Stephanie Laulhe-Shaelou

Brussels, Belgium. Cypriot lawyer Stephanie Laulhe-Shaelou was appointed on Friday as one of the 11 advocates-general at the European Court of Justice, replacing Nicholas Emiliou. She will serve until October 6 next year, completing the remainder of Emiliou’s term.


Laulhe-Shaelou appointment

Emiliou had originally been appointed to the post for a six-year term in October 2021. He left the role in January after being elected as a judge at the European Court of Human Rights, where he will serve a nine-year term expiring in 2035.

Laulhe-Shaelou is the head of the law school at the University of Central Lancashire’s Cyprus campus and is also an invited rule of law expert at the United Nations institute for training and research.

Koen Lenaerts reappointment

The European Council also announced on Friday that European Court of Justice president Koen Lenaerts of Belgium will be reappointed as an ECJ judge for another six-year term. The new term will begin in October next year and run until October 2033.
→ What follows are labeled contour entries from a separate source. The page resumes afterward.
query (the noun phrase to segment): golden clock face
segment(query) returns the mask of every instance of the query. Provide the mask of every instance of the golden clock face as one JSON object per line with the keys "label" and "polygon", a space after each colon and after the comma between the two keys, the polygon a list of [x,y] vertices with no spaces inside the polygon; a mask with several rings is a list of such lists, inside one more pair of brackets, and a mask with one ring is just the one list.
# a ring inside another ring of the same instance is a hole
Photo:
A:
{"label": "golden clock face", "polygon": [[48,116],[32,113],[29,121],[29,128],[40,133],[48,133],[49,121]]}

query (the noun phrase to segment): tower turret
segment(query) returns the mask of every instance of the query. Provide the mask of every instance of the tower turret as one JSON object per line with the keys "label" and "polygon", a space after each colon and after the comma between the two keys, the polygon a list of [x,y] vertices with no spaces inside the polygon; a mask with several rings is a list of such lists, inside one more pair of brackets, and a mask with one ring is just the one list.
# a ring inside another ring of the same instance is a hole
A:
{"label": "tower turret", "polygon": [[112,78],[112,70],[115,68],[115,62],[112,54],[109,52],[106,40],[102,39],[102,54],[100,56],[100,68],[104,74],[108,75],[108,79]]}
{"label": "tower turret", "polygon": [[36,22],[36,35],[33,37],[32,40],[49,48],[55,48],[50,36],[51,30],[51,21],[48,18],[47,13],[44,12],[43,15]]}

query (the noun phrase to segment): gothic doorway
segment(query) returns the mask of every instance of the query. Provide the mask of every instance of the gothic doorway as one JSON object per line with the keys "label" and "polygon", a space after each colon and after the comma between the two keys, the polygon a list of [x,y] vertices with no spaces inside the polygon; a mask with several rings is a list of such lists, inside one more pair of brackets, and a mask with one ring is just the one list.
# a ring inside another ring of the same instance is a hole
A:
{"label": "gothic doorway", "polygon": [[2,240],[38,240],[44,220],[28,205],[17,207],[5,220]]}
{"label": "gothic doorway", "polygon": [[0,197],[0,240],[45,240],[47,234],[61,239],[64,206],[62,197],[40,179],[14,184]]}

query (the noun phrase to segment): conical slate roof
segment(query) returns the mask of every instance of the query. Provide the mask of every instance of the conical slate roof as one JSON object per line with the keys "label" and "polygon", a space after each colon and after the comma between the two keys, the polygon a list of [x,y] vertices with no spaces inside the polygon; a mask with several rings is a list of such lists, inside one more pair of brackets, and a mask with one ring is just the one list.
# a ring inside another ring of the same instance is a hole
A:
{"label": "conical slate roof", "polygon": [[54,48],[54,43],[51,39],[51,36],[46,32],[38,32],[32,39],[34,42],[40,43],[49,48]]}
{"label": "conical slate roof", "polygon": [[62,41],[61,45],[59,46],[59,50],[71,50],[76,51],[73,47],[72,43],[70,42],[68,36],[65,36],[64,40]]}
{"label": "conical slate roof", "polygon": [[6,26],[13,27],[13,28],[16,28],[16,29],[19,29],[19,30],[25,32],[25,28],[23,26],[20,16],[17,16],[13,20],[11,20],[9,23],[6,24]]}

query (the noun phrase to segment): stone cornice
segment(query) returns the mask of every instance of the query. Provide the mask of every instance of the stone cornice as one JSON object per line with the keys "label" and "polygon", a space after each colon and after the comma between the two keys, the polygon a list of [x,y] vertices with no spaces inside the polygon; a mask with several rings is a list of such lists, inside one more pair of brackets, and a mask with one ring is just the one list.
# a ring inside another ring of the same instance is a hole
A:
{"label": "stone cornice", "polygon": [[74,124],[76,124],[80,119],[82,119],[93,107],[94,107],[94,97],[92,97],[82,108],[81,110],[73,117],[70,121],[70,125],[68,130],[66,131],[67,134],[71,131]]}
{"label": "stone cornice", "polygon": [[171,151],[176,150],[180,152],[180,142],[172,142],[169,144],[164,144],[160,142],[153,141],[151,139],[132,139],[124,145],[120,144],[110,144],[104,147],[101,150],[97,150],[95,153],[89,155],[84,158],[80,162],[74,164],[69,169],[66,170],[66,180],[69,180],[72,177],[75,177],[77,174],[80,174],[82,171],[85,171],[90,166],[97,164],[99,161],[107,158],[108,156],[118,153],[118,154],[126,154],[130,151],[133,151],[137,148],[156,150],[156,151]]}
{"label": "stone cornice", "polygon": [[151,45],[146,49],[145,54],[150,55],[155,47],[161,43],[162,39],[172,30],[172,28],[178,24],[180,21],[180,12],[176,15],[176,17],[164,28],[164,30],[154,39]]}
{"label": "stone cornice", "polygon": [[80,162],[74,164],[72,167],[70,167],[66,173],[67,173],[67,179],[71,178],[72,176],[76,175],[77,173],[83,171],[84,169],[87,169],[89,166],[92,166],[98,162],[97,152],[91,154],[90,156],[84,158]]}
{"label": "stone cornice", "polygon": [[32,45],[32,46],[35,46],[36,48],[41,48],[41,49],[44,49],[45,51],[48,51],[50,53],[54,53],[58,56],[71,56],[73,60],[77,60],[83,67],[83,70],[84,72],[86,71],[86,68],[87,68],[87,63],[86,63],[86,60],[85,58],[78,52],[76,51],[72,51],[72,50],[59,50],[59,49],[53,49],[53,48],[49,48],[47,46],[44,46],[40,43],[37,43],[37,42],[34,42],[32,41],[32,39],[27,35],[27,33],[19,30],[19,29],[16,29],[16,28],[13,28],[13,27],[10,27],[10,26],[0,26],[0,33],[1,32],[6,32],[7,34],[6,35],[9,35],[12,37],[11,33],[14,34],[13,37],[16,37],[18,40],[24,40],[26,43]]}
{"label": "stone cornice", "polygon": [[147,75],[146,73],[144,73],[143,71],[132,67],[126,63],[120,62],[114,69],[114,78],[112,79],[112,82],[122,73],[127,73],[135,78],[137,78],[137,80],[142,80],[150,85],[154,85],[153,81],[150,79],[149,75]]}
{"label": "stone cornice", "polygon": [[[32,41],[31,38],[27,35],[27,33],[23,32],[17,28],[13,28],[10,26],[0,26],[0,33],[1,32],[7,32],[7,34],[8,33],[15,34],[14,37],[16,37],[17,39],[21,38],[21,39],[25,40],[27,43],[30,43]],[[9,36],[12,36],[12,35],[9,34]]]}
Lenaerts has served on the ECJ since 2003. He was vice president of the court from 2012 to 2015 before becoming president in 2015, a position he has held since then.

Reference to former ECJ president Vasilios Skouris

Lenaerts succeeded Vasilios Skouris as president of the ECJ. Skouris was recently named by the Cypriot government as one of five criminal investigators appointed to examine the findings of the anti-corruption authority’s probe into the book, Mafia State.

The book concluded, among other things, that former Cypriot president Nicos Anastasiades may be criminally liable for abuse of power.

Skouris had also become well known in Cyprus during his term as president of the ECJ over a land case involving a plot he bought near the Kyrenia district village of Lapithos in 2002, where a villa was built.

When the first crossing points between the island’s two sides opened in 2003, the land’s pre-1974 owner, Meletios Apostolides, discovered that a villa had been built on his land and took the case to the Republic of Cyprus’ Nicosia district court.